The people at Costco think I must have a really sweet tooth – I buy several 5lb bags of sugar a week! Right now, the hummingbird population around the property must be over 150. My hummingbird photography workshops are in full swing, and we are getting some great images. I am producing well over 10 gallons of sugar water a week – I have around a dozen 72oz feeders out, each needing to be refilled about every other day. It is astonishing how much these birds drink!
It should be noted that the feeder above is my recommended Best1 72oz feeder. These are industrial sized, and easy to clean. See this page for more details. It should also be noted that there are only 8 feeding ports on the base! There are at least 11 hummingbirds perched at the feeder – taking it in turns to dip their beaks into the feeding holes – it is comical to watch. My observed record is 15 actually perched on one feeder…

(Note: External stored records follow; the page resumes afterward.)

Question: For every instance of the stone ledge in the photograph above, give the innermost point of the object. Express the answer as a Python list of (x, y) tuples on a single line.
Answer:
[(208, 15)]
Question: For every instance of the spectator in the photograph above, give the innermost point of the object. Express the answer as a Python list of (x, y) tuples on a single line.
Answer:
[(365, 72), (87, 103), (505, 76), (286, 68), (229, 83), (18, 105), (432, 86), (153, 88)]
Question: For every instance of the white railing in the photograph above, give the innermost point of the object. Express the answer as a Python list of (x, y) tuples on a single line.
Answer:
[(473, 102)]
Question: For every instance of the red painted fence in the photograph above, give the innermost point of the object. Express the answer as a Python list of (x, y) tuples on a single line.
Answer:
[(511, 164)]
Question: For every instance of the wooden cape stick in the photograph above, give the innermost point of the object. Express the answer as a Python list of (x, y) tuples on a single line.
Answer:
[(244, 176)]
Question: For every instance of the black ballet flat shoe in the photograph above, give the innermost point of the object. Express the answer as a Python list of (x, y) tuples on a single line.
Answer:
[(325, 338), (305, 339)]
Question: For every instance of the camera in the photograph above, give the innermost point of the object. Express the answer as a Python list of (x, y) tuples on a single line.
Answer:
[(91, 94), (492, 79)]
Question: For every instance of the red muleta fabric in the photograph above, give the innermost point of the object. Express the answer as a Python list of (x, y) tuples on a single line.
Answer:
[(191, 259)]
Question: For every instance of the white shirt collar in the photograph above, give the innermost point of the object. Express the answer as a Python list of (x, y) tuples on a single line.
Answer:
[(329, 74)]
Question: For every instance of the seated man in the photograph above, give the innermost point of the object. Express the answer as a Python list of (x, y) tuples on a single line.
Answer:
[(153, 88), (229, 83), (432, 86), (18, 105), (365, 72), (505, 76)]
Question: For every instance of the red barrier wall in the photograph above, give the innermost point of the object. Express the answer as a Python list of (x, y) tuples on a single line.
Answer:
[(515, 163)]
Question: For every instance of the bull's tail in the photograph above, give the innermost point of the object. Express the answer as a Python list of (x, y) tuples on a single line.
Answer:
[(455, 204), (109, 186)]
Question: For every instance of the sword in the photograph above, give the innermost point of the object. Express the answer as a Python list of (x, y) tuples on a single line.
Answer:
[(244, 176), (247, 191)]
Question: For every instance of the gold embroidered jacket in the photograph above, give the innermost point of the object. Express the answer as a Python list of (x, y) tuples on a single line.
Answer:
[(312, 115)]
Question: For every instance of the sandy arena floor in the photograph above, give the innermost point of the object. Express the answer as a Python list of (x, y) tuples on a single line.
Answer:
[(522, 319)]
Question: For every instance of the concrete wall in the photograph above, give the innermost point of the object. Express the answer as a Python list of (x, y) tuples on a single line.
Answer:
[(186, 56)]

The above shot was taken with a Canon 7D, through a Canon 100-400mm zoom lens on a Gitzo tripod, with a Wimberly Sidekick mounted on an Arca Swiss Monoball. The distance to the feeder was about 10 feet, and the shot was taken remotely with a wireless remote release.
Below are some recent shots taken at the natural light setup that students can use during any workshop they are attending. I have created an artificial pond/fountain, and surround it with seed and suet feeders. The songbirds just love it.
A finch of some description
A California Thrasher
Mexican Scrub Jay
The ubiquitous House Finch (female). Every season we have at least a dozen nesting pairs of these birds. They insist on building nests in the most ridiculous locations – on top of exterior light fittings, precarious ledges above doors and so on. About half of the nests get destroyed by natural causes – wind especially. About half of the hatched chicks end up falling from the nest. Not the sharpest tools in the shed, these guys.